Payers, Health Services

UnitedHealth’s $4.3B DaVita Medical acquisition wins conditional FTC approval

The effort by the nation’s largest insurer to become the nation’s largest employer of clinicians received FTC approval with an agreement to divest some of the company’s holdings in the Las Vegas area to address antitrust issues. 

Vector illustration of Approved green ink stamp

UnitedHealth Group’s $4.3 billion acquisition of Denver-based Davita Medical Group has received provisional clearance by the Federal Trade Commission after being held up in regulatory red tape for more than a year.

The effort by the nation’s largest insurer to become the nation’s largest employer of clinicians received FTC approval with an agreement to divest some of the company’s holdings in the Las Vegas area to address antitrust issues.

As part of the settlement with the FTC, UnitedHealth will sell off DaVita Medical Group’s Las Vegas-based subsidy HealthCare Partners of Nevada to Intermountain Healthcare.

Without the divestment, UnitedHealth through OptumCare and Healthcare Partners of Nevada would result in a near-monopoly in the market for Medicare Advantage plans and managed care services provided to MA members.

Along with the sale, UnitedHealth agreed to provide transition assistance to Intermountain Healthcare, which will divest its minority stake in P3 Health Partners.

Colorado Attorney General Phil Weiser took independent action against the companies on anti-competitive grounds.

Weiser negotiated a consent judgement with UnitedHealth and DaVita Medical to address antitrust concerns by having the insurer lift its exclusive Centennial, Colorado-based Centura Health for at least 3.5 years and extending the existing agreement between DaVita Medical and Humana until at least the end of 2020.

“As the People’s Lawyer, I am committed to protecting all Coloradans from anticompetitive consolidation and practices, and will do so whether or not the federal government acts to protect Coloradans,” Weiser said in a statement.

The deal to purchase the medical group of the dialysis provider was first announced in 2017 and the companies agreed to a $560 million discount from the initial $4.9 billion price-tag to speed along the regulatory process.

The companies received approval from the California Department of Managed Health Care last year.

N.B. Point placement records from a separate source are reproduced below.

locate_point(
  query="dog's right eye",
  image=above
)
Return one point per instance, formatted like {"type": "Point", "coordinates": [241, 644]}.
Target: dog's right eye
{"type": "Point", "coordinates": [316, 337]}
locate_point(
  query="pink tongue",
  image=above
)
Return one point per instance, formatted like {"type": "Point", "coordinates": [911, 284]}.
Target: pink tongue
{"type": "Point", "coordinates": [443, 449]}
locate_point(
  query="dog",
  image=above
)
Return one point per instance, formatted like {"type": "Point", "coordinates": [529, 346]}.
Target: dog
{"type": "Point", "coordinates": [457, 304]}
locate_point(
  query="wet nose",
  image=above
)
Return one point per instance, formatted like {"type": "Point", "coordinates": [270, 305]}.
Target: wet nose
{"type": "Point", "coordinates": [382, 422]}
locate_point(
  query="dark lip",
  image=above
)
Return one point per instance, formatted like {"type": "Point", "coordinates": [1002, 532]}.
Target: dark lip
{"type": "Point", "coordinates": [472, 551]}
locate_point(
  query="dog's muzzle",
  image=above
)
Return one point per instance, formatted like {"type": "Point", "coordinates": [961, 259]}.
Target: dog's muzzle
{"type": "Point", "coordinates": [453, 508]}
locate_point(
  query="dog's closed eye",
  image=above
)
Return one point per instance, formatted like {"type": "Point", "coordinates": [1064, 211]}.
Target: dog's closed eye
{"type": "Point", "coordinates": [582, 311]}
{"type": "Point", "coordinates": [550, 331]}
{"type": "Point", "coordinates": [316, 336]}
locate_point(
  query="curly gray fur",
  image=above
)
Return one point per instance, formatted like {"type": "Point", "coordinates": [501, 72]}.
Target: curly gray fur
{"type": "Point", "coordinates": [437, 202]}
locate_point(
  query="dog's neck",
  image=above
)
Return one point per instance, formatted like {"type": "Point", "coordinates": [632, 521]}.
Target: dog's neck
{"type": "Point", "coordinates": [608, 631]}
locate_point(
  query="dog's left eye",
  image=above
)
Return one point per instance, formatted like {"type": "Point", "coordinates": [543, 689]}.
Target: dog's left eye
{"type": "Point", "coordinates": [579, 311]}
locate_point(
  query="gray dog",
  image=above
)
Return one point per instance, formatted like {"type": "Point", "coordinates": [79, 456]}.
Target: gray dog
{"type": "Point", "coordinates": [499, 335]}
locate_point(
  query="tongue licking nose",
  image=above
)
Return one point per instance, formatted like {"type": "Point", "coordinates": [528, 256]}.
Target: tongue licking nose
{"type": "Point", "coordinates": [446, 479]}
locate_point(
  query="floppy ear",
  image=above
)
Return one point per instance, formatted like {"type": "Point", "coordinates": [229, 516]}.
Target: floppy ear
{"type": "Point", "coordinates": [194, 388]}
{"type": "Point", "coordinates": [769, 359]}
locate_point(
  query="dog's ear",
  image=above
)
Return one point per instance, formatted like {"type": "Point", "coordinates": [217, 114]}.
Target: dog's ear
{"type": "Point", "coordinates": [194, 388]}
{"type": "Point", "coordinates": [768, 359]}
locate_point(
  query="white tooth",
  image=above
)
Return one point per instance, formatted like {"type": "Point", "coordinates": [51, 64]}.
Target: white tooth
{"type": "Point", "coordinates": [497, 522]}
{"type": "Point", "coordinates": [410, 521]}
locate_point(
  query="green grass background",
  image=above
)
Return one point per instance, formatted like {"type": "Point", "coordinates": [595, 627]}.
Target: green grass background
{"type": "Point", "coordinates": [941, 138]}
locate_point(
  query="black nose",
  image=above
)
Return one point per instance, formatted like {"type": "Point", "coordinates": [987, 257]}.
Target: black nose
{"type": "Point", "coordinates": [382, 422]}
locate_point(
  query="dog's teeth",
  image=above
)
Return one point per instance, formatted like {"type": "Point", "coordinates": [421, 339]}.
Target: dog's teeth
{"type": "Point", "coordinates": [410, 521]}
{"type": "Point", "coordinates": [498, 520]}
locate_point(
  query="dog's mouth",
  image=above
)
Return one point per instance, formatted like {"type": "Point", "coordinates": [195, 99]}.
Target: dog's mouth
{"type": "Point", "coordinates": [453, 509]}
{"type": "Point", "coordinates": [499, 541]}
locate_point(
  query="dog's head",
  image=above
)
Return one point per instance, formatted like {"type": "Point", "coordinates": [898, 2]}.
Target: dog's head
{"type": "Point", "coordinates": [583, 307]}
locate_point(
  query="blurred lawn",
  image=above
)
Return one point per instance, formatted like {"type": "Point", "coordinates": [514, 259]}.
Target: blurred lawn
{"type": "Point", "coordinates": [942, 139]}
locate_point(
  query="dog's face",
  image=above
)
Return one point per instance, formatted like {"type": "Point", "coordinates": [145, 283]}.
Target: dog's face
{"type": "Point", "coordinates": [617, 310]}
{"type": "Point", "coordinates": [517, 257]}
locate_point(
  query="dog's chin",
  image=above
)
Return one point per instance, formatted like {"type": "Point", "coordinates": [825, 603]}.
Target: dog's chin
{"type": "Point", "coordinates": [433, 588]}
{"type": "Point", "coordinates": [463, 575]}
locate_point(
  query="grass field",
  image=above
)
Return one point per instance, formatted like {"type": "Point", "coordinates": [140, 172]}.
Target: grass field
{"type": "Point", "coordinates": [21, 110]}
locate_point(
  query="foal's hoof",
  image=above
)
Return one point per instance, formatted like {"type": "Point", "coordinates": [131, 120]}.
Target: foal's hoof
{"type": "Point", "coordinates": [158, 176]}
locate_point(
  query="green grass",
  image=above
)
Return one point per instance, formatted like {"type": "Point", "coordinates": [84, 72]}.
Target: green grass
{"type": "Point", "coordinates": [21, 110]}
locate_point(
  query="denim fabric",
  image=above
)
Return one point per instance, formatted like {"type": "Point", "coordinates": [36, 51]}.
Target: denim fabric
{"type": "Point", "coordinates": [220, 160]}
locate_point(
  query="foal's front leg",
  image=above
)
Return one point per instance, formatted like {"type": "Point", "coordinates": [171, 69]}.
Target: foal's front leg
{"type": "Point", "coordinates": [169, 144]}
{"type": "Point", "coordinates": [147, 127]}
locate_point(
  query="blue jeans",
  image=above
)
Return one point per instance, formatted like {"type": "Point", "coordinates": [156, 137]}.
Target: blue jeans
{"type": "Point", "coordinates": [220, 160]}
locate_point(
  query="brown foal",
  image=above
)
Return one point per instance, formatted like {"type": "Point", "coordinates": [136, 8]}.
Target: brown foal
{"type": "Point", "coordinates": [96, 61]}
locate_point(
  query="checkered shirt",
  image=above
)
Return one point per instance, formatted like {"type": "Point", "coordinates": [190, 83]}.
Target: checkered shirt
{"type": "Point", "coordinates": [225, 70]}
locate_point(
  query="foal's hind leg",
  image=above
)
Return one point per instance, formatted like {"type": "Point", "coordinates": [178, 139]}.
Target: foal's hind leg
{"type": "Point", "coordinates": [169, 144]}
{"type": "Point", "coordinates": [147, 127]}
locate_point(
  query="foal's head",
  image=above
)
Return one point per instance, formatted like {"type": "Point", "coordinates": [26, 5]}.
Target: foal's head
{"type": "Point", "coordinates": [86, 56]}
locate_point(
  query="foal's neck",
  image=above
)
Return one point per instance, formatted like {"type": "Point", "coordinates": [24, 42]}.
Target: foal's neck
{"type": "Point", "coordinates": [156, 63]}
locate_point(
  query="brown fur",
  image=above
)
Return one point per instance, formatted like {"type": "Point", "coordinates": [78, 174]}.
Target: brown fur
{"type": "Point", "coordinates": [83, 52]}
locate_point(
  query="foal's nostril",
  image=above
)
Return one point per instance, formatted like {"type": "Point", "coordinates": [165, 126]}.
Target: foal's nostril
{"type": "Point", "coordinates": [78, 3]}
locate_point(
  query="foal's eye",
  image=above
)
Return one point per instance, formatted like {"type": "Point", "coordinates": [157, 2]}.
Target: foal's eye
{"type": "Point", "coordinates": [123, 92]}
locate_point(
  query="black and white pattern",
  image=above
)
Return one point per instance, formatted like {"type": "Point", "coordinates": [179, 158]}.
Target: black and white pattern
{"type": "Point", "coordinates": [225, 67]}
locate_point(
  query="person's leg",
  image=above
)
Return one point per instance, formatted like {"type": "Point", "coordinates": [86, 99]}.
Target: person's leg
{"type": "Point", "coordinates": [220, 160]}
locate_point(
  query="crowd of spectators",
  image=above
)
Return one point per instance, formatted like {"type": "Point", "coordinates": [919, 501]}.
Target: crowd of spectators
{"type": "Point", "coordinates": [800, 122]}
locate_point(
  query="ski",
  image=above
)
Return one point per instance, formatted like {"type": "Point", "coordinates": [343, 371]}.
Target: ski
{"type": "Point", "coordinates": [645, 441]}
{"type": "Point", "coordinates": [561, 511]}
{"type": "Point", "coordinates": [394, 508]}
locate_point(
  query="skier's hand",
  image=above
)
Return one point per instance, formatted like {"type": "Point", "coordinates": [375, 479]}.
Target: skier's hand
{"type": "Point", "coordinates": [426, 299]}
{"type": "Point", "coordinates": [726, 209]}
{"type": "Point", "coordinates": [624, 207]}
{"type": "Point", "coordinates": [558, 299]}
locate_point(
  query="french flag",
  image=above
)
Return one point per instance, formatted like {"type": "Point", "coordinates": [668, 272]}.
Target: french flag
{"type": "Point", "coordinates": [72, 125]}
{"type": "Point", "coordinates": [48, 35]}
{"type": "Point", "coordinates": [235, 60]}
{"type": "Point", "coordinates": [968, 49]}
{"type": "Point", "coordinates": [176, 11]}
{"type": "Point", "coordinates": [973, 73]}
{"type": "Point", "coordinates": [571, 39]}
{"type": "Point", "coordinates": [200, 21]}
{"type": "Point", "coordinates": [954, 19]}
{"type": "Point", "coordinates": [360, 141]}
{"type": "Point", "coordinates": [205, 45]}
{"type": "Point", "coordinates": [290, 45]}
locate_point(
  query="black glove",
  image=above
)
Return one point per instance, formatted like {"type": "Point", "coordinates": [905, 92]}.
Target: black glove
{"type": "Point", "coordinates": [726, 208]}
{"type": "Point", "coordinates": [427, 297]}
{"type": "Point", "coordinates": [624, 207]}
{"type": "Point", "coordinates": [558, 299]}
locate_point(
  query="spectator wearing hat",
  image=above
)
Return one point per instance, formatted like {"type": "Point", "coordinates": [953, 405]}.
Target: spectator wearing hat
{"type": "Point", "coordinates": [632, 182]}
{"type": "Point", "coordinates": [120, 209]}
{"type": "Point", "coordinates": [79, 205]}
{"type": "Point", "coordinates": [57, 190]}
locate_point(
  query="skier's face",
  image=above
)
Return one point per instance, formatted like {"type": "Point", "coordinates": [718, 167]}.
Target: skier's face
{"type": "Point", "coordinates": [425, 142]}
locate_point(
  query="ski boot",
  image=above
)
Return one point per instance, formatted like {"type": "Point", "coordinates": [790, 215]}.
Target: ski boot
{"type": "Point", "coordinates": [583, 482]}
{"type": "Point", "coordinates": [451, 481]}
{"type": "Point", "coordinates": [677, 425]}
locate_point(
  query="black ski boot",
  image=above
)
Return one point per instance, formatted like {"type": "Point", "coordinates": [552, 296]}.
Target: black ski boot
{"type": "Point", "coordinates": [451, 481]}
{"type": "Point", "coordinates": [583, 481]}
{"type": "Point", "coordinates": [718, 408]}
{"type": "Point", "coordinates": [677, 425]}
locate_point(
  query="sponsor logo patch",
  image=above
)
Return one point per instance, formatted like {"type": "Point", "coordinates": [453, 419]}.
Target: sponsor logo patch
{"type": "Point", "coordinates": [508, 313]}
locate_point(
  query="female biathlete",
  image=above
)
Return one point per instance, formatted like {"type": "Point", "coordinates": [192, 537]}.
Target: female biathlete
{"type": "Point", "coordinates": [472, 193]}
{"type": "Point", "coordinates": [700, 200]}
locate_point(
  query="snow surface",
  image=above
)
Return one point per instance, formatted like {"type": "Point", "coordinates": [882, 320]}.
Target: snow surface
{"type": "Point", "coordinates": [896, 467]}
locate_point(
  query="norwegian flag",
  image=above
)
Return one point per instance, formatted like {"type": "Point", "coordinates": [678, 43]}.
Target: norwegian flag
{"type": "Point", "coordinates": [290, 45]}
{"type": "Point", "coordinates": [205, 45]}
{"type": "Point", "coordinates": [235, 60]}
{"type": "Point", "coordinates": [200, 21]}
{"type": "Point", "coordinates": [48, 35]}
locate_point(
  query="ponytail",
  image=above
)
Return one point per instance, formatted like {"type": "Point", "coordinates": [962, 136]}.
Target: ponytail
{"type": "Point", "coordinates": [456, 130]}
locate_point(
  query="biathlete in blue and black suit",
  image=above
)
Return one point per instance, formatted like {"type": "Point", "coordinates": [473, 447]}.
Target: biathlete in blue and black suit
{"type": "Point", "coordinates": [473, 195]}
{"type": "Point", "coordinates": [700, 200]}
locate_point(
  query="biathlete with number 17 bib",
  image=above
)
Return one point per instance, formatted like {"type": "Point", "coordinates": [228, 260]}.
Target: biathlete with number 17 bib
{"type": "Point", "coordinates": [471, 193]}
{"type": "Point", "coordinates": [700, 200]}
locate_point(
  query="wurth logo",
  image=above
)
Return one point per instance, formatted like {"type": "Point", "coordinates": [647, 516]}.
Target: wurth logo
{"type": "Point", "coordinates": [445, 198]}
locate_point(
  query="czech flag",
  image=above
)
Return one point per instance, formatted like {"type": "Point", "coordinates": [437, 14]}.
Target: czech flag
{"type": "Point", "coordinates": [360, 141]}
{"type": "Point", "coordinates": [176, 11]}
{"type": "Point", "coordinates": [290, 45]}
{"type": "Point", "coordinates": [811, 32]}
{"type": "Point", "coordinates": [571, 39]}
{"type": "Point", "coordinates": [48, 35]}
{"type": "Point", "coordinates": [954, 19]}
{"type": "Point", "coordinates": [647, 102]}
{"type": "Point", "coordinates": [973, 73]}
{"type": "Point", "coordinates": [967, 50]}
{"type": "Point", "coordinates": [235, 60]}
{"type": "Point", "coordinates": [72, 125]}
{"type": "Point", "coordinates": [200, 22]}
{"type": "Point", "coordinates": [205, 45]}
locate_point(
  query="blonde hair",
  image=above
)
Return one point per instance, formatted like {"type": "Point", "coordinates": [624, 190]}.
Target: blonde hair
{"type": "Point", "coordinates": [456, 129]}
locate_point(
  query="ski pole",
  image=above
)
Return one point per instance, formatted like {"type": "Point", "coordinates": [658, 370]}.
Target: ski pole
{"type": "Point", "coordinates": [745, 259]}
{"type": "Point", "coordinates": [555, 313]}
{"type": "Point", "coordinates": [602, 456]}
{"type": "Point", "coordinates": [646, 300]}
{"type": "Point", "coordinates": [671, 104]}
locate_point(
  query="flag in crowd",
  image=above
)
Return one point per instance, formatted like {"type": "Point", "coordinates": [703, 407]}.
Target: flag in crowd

UnitedHealth has been ramping up its provider business line through its subsidiary OptumCare, which directly employs or is affiliated with more than 30,000 physicians.

With the Davita Medical acquisition, OptumCare will serve more than 80 health plans and will provide care to a combined 16 million patients, according to UnitedHealth.

“We are excited to take this important step in building a next-generation comprehensive, coordinated health care organization. Together we will improve patient health and experiences while lowering costs across the continuum of care – including primary, specialty, urgent and surgical care,” Optum CEO Andrew Witty said in a statement.